Di Andrea

In attesa dell’uscita di Nosferatu, prossima fatica artistica del regista Robert Eggers basata sul capolavoro del cinema muto di Friedrich Wilhelm Murnau del 1922 (in programma per Natale 2024), ci troviamo ad osservare la mente che si cela dietro alcuni dei migliori prodotti usciti sul grande schermo negli ultimi anni. Il regista, nato a Lee nel New Hampshire nell’estate del 1983, nonostante stia scalando la piramide del panorama cinematografico internazionale non ha ancora del tutto trovato il posto che merita nell’alveo del grande cinema. Cresciuto tra i teatri della Grande Mela e iniziato a mostrare il proprio talento in alcuni cortometraggi bollati come incomprensibili e oscuri, le pellicole di Eggers hanno il pregio di immergere lo spettatore, oltre che all’interno delle atmosfere del film, nei meandri della propria mente.

Elemento comune delle prime tre opere di Eggers (The Witch, The Lighthouse e The Northman) è il richiamo alla tradizione, al folklore dei racconti e delle credenze antiche utilizzato come grimaldello per interrogare l’uomo. Tutto questo senza moralismi intellettuali o finti perbenismi, senza insegnamenti o verità assolute. L’intera filmografia del regista americano è costellata da mitemi ricorrenti in tutta la tradizione antica, specificatamente quella europea. Questi nuclei narrativi si sviluppano sopra a dei simboli, i quali rimandano al di là di sé stessi e non possono essere intesi se non come forme entro le quali si cerca di comprendere e di portare a manifestazione una totalità. Il simbolo, utilizzato frequentemente da Eggers, rappresenta in questo caso la forma dello sforzo razionale soggettivo per comprendere un qualcosa di inafferrabile e irrazionale. 

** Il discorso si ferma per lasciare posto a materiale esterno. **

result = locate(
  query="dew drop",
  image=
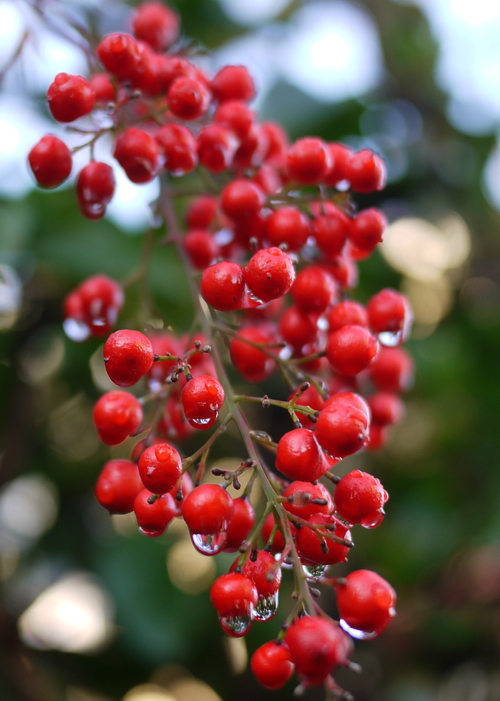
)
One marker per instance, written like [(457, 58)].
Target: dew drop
[(76, 330), (358, 634), (266, 608), (236, 626), (209, 544)]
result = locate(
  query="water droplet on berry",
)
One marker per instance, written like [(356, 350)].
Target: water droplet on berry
[(314, 571), (209, 544), (266, 608), (76, 330), (358, 634), (236, 626), (390, 338)]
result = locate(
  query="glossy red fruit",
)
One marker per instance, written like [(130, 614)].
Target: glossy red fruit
[(298, 329), (341, 155), (288, 226), (351, 349), (367, 228), (365, 171), (241, 199), (309, 161), (156, 24), (128, 355), (347, 313), (154, 518), (272, 664), (233, 83), (360, 498), (117, 415), (252, 364), (95, 188), (302, 495), (188, 98), (216, 147), (208, 509), (269, 274), (118, 485), (317, 646), (233, 596), (323, 551), (201, 399), (179, 147), (160, 467), (201, 248), (119, 54), (366, 602), (342, 429), (387, 408), (70, 97), (314, 290), (392, 370), (300, 457), (50, 160), (138, 154), (330, 231), (240, 525), (223, 286)]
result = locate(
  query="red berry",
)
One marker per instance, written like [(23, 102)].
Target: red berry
[(272, 664), (241, 199), (365, 171), (50, 160), (223, 286), (342, 429), (347, 313), (103, 88), (233, 596), (160, 467), (330, 231), (269, 274), (300, 457), (323, 551), (156, 24), (208, 509), (188, 98), (216, 148), (201, 398), (316, 646), (366, 229), (138, 154), (309, 161), (302, 494), (119, 54), (117, 486), (387, 408), (392, 370), (359, 498), (95, 188), (70, 97), (233, 83), (117, 415), (288, 225), (128, 356), (351, 349), (366, 602), (252, 364), (313, 290), (153, 518), (240, 524)]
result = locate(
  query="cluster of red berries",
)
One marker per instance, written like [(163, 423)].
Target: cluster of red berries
[(283, 221)]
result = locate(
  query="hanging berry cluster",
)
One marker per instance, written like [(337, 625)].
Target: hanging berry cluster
[(272, 239)]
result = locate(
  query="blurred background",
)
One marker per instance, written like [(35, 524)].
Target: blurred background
[(92, 611)]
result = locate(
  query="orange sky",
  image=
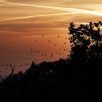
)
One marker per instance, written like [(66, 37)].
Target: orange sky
[(23, 22)]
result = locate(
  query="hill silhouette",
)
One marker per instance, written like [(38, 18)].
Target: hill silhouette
[(77, 78)]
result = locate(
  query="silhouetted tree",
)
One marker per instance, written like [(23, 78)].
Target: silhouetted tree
[(86, 42)]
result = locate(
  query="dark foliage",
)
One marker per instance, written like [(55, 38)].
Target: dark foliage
[(77, 78)]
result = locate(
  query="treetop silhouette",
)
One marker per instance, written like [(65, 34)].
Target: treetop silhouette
[(86, 42)]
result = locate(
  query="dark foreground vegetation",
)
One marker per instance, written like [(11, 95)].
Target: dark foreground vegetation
[(78, 78)]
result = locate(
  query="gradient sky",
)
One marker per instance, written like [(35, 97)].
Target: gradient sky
[(36, 24)]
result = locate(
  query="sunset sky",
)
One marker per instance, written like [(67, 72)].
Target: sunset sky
[(40, 26)]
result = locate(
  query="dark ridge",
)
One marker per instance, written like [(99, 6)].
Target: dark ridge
[(77, 79)]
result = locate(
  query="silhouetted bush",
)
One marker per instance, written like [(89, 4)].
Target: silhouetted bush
[(77, 78)]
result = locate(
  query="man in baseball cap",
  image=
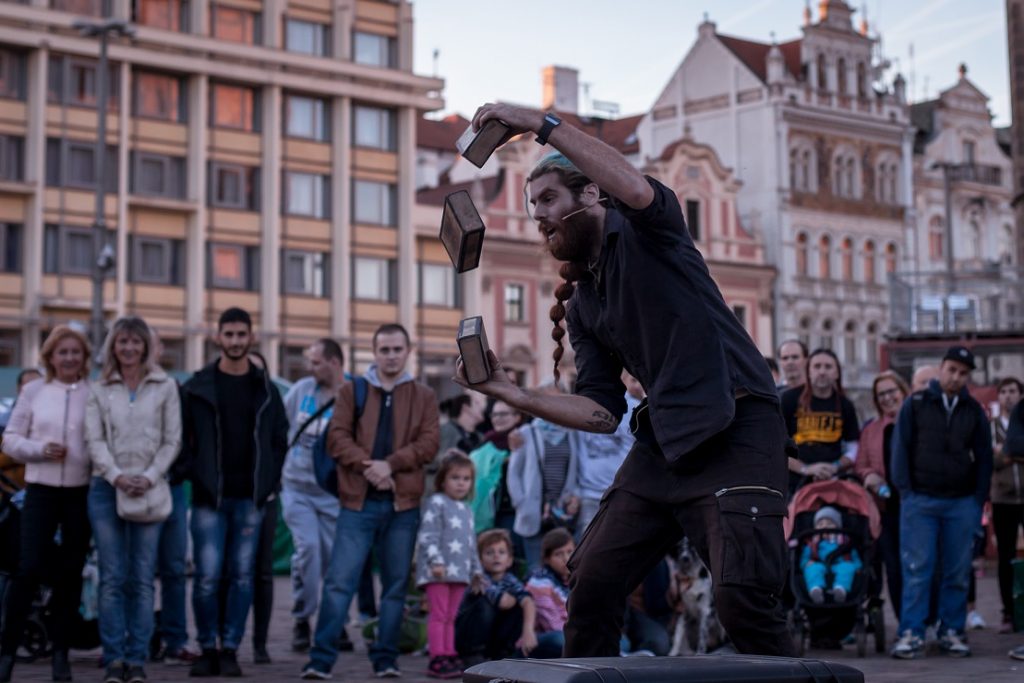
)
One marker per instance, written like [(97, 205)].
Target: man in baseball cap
[(942, 466)]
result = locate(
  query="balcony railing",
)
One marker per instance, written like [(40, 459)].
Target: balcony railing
[(989, 300)]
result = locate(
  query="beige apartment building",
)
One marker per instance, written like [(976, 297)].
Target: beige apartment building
[(262, 155)]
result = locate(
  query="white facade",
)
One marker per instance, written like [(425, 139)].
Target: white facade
[(824, 154)]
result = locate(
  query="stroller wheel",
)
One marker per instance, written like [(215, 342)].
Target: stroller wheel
[(35, 641)]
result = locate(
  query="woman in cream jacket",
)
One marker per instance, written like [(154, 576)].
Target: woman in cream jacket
[(133, 427)]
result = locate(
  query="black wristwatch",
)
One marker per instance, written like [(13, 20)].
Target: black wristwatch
[(550, 121)]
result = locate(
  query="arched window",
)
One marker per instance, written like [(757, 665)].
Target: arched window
[(846, 260), (890, 258), (805, 331), (936, 239), (802, 244), (871, 340), (850, 343), (869, 261), (826, 334), (824, 257)]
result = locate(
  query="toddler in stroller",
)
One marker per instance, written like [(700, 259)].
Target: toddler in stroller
[(832, 527), (828, 555)]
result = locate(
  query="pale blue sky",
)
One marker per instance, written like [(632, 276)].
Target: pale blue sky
[(626, 50)]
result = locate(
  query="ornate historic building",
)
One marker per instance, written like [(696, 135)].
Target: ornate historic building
[(823, 150)]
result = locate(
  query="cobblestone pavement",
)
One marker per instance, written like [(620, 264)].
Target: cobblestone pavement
[(989, 663)]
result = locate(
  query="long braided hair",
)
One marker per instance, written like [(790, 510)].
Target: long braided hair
[(570, 271)]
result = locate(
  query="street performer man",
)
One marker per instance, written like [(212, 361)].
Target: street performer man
[(710, 461)]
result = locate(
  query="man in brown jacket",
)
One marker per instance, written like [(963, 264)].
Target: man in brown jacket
[(380, 481)]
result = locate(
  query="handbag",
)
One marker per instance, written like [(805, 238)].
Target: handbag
[(153, 506)]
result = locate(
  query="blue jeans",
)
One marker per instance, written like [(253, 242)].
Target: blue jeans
[(171, 569), (224, 542), (127, 563), (393, 536), (936, 529)]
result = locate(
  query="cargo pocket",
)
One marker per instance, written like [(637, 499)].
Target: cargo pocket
[(754, 551)]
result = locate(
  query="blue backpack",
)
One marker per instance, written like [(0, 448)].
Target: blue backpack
[(325, 467)]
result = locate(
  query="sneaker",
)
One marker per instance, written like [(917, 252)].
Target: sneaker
[(301, 637), (115, 672), (179, 657), (908, 646), (311, 673), (954, 644), (387, 671), (135, 675), (207, 665), (229, 664)]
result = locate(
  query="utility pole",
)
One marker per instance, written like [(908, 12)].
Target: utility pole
[(104, 254)]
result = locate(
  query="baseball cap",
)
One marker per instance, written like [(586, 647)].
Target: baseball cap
[(961, 354)]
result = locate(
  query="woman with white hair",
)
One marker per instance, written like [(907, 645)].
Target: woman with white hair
[(133, 430)]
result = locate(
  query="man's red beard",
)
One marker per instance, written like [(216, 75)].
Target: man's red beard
[(573, 237)]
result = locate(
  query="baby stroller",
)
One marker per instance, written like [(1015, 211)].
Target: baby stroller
[(36, 641), (832, 620)]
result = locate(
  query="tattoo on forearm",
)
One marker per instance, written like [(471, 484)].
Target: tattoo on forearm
[(602, 421)]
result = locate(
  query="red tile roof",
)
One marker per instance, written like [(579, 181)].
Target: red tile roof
[(435, 196), (755, 54), (441, 134)]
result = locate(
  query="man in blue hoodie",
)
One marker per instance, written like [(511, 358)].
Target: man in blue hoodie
[(942, 466)]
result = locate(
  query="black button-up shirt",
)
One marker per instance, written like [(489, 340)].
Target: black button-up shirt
[(652, 308)]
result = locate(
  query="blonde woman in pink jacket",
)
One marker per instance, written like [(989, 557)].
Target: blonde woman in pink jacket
[(47, 433)]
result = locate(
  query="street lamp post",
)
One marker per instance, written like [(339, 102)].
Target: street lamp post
[(104, 255)]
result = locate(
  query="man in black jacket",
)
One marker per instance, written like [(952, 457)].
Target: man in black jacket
[(942, 466), (235, 437)]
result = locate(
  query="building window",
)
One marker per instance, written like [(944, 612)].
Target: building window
[(169, 14), (869, 261), (159, 96), (375, 128), (936, 239), (72, 81), (72, 164), (82, 7), (233, 186), (307, 37), (374, 50), (850, 343), (375, 279), (824, 257), (846, 259), (515, 303), (233, 107), (303, 272), (157, 260), (158, 175), (233, 266), (306, 118), (802, 260), (693, 218), (739, 311), (11, 158), (10, 247), (375, 203), (69, 250), (890, 258), (12, 73), (307, 195), (238, 26), (438, 286)]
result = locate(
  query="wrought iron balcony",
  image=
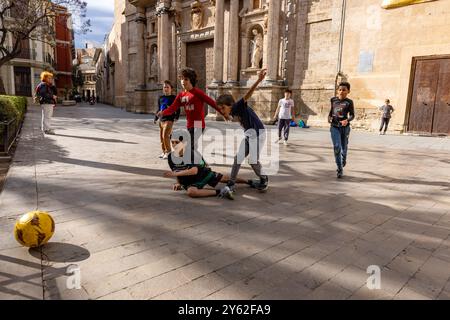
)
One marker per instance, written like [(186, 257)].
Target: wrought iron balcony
[(142, 3)]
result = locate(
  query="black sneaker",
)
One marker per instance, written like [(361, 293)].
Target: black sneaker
[(226, 192), (263, 184), (253, 183)]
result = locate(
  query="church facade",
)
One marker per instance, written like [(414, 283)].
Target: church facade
[(384, 48)]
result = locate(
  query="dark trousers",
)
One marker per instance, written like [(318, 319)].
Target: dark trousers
[(339, 137), (195, 135), (284, 125), (249, 146), (384, 123)]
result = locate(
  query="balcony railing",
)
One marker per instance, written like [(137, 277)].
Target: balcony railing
[(29, 54), (49, 59)]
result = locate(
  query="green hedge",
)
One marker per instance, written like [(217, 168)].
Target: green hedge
[(12, 107)]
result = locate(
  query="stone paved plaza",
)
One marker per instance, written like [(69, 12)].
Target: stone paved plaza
[(310, 236)]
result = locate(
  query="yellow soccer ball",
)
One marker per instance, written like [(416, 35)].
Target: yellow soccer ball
[(34, 229)]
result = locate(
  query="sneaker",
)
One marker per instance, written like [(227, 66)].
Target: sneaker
[(263, 184), (226, 192), (253, 183)]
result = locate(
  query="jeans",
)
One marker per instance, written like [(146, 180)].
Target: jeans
[(47, 113), (384, 123), (195, 135), (339, 136), (284, 125), (165, 129), (250, 145)]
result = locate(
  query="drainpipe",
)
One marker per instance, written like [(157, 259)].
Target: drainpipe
[(341, 43)]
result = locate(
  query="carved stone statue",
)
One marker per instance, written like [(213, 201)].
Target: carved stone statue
[(154, 63), (266, 23), (196, 15), (213, 8), (257, 49)]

In questo senso troviamo in The Witch, primo lungometraggio del regista ispirato a racconti popolari e notizie dell’epoca, la figura principale della strega come veicolo del male, incarnato a sua volta nel caprone Black Philip, e tutti quegli elementi dell’antologia classica che rimandano al magico e al mondo dell’esoterico. Sempre nella stessa pellicola ha un ruolo preponderante la foresta, dimora della strega, luogo altamente simbolico dove l’impossibile trova forma. La stessa carica simbolica si trova con The Lighthouse, dove la tradizione marinara e le sue leggende fanno da padrone. I riferimenti alla mitologia classica come le sirene e il richiamo a Proteo, dio delle profezie servitore di Poseidone, in un’allucinazione di uno dei due protagonisti sono frequenti. Inoltre, il rimando al mito di Prometeo è visibile nell’idealizzazione della luce del faro a fuoco divino e nel tentativo del più giovane protagonista di raggiungerla. Simile sarà la sua fine, con le interiora mangiate dai gabbiani. Per non parlare dell’ultima pellicola di Eggers, The Northman, una vera e propria saga epica direttamente ripresa da Amleto (ispirata a sua volta dal racconto del 1200 di Saxo Grammaticus sul principe Amleth). Un viaggio tra mito e realtà circondato da temi ricorrenti della mitologia norrena e permeato dalla dimensione del magico e del trascendentale
Streghe, sirene, dei, oracoli, valchirie, foreste, magia e mito. Questi i temi prediletti da Rober Eggers. Una filmografia ispirata alla tradizione e alla realtà irrazionale dei simboli, i quali muovono e mobilitano da sempre gli uomini. Il pensiero mitico e i suoi simboli non fanno altro che rappresentare l’esperienza umana secondo l’antitesi tra ciò che è sacro e ciò che è profano, tra ciò che ha valore e ciò che non ne ha. Il mito diviene così coscienza del sacro plasmando l’irrazionale e l’irriducibile all’interno di limiti grazie ai quali l’uomo può utilizzare la sua funzione mobilitante e potenza vitale.